If the format looks familiar, it’s because in the vein of “great minds think alike”, Ann Rockley also uses swimlane diagrams, as shown in her book, Managing Enterprise Content. Richard has added a few extra extra components to provide clients with more context. Richard adds that “there’s nothing about the design process of these types of diagrams that I would consider complicated. Usually, once we’re all happy with what I’ve sketched on paper, I like to use OpenOffice.org’s Draw to rapidly sketch the final diagrams. With several diagrams of this type for any one project I even insist on using Draw’s gallery of preset shapes and icons. I save so much time doing it this way.”

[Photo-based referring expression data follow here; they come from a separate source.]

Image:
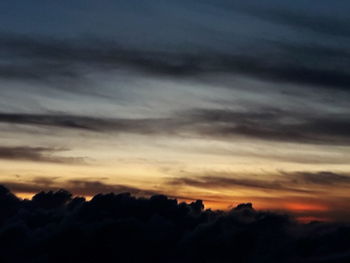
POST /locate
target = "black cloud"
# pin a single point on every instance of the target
(56, 227)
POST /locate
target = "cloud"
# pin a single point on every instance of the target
(45, 59)
(330, 26)
(263, 124)
(274, 125)
(217, 182)
(76, 186)
(36, 154)
(56, 227)
(321, 178)
(292, 182)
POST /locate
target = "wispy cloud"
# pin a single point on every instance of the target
(37, 154)
(263, 124)
(44, 59)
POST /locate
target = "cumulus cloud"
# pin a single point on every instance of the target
(57, 227)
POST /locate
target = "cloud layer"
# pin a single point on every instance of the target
(55, 227)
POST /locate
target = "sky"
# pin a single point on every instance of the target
(224, 101)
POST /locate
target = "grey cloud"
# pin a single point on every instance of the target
(297, 182)
(43, 59)
(36, 154)
(263, 124)
(76, 186)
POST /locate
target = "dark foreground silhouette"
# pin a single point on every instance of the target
(55, 227)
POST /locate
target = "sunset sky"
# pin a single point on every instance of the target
(225, 101)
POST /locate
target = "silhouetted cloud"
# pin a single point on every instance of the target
(57, 227)
(36, 154)
(297, 182)
(76, 186)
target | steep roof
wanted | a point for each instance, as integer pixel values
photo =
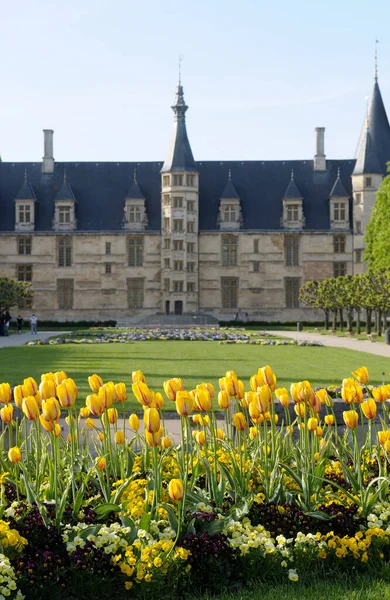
(374, 145)
(100, 189)
(179, 156)
(338, 190)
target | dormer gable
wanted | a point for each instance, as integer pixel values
(230, 215)
(293, 217)
(65, 208)
(25, 201)
(339, 205)
(135, 217)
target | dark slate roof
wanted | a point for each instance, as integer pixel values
(230, 191)
(134, 192)
(26, 192)
(100, 189)
(374, 145)
(65, 193)
(338, 190)
(180, 156)
(292, 192)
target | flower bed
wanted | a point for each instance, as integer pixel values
(102, 511)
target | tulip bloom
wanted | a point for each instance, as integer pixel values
(6, 413)
(282, 396)
(67, 393)
(120, 392)
(137, 376)
(151, 420)
(176, 490)
(142, 393)
(30, 408)
(134, 422)
(51, 409)
(47, 389)
(369, 408)
(351, 418)
(172, 387)
(329, 419)
(361, 374)
(119, 438)
(95, 405)
(203, 400)
(95, 382)
(239, 421)
(107, 394)
(14, 454)
(184, 403)
(5, 393)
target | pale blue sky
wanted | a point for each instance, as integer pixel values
(258, 76)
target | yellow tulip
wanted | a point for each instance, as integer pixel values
(239, 421)
(67, 393)
(152, 420)
(112, 415)
(30, 408)
(203, 400)
(166, 442)
(369, 408)
(351, 418)
(172, 387)
(14, 454)
(6, 413)
(134, 422)
(282, 396)
(60, 376)
(5, 393)
(361, 374)
(95, 405)
(47, 389)
(101, 463)
(176, 490)
(142, 393)
(137, 376)
(51, 409)
(95, 382)
(184, 403)
(106, 394)
(120, 392)
(119, 438)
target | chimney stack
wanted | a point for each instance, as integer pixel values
(48, 159)
(319, 158)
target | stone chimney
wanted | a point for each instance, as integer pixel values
(48, 159)
(319, 157)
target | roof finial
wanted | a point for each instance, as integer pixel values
(376, 61)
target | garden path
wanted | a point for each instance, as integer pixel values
(378, 348)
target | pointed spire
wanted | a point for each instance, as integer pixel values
(230, 191)
(26, 192)
(292, 192)
(338, 189)
(180, 156)
(374, 145)
(135, 193)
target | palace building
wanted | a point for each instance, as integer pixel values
(128, 241)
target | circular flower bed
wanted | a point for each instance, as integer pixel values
(114, 507)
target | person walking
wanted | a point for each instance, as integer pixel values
(33, 323)
(19, 322)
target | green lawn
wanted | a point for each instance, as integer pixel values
(194, 362)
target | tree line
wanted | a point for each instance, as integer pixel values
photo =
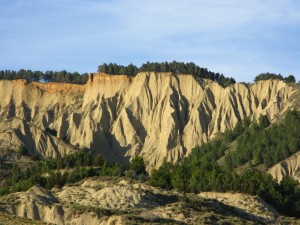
(268, 76)
(48, 76)
(261, 144)
(174, 67)
(201, 171)
(75, 167)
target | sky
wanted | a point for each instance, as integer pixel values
(238, 38)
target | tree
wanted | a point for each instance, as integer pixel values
(264, 121)
(137, 164)
(290, 79)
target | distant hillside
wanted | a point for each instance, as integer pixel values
(160, 116)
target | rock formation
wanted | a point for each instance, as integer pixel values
(287, 167)
(160, 116)
(121, 201)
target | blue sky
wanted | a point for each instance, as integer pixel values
(238, 38)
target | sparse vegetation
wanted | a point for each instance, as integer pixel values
(174, 67)
(47, 172)
(200, 171)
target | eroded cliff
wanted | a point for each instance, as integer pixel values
(160, 116)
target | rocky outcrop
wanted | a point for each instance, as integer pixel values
(160, 116)
(122, 201)
(251, 204)
(287, 167)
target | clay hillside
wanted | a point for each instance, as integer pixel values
(159, 116)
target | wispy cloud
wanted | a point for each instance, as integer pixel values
(235, 37)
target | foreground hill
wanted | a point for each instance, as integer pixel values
(123, 201)
(160, 116)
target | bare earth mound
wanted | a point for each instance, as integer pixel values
(157, 115)
(119, 201)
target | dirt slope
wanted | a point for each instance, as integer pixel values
(119, 201)
(157, 115)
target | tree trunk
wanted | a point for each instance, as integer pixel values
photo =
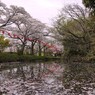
(32, 48)
(40, 50)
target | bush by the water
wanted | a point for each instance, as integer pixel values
(13, 57)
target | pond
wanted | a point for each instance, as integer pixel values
(47, 78)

As an aside, I’ve noticed that many organizations are averse to technology-assisted workflow. In fact, one CMS vendor told me that over 80% of customers never turn on the workflow module. Sometimes it’s because it’s “one-step workflow” – the communications person writes, edits, and uploads the content – and that’s fair enough. Other times, it’s resistance to change that holds an organization back. The manager wants to see a Word document, print it out, mark it up, and give it to the admin person who is tasked up the upload process. It works well – until there’s a problem and no one can establish the audit trail for the content. However, documenting workflow is quite useful for situations where content is componentized, re-used, is destined for multiple outputs, or has multiple touchpoints within an organzation.